Sheffield FC is to coach refugee youngsters for matches against teams run by Leeds United, AS Roma and K.A.S Eupen which could take place in the run-up to the next World Cup.
A mini-league is being considered by Qatar to help poor communities across Europe as part of the legacy of the 2022 tournament, which Doha is hosting.
A four-year project, called Generation Amazing, was signed by the tiny Gulf state with Sheffield FC and Leeds United last year.
It began with ‘train the trainer sessions’ at The Coach and Horses Ground to teach age groups ranging from Under-10s through to early teens and 16-19 year olds.
The schedule was disrupted by the Covid-19 pandemic but it is hoped an autumn re-start will be possible.
Nasser Al Khori, Generation Amazing’s Director of Programmes, said the Leeds and Sheffield youth advocates will join 1,500 people around the world who have received in football for development training.
He said: ‘‘Generation Amazing is about using the World Cup to help refugees and the disadvantaged, to give young children a brighter future and inspire them to help themselves.

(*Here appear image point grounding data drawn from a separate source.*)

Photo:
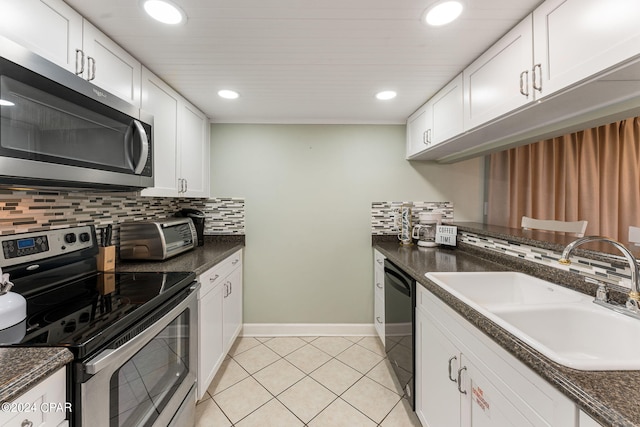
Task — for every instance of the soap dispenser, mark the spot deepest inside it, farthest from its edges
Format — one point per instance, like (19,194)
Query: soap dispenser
(13,312)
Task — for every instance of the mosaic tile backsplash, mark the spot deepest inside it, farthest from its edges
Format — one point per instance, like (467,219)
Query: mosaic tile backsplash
(614,273)
(31,211)
(384,215)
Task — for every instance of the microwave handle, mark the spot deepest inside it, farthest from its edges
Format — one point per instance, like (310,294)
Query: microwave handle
(144,145)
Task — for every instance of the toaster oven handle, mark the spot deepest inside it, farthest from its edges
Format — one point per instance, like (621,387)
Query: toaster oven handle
(144,147)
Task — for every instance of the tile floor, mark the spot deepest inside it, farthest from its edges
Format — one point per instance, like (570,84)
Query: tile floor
(300,381)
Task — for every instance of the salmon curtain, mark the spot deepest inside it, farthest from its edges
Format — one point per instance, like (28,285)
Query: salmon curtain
(591,175)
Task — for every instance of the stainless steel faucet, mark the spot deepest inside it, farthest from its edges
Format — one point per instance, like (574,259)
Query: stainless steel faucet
(632,306)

“We’ve been in touch with places like AS Roma, KAS Eupen in Belgium, Leeds United and Sheffield FC, and there’s an impetus to create a network so the teams can play each other.
“This is an idea which is being explored a bit further down the line after coronavirus, maybe in 2021 or 2022 during the year we host the World Cup when countries can come together and we can have a mini-World Cup for these refugees and disadvantaged children.’
Sheffield FC player coach Jamie Yates has been brought in to coach youngsters who sign up.
The 31-year-old former Rotherham United player said: “We’re teaching kids how to interact with other people and how to become a leader within themselves. One of our topics was: ‘Are leaders born or made?
“Some of the youngsters couldn’t speak English very well and that tested me as a coach. I had to find different ways to interact, which I really enjoyed – for me that’s what its’ all about.”
To start with the training sessions organised by Sheffield FC, the world’s oldest football club, will focus on Maltby, Dronfield and the city itself, while in Leeds the target areas will be Hunslet, Beeston and Chapeltown.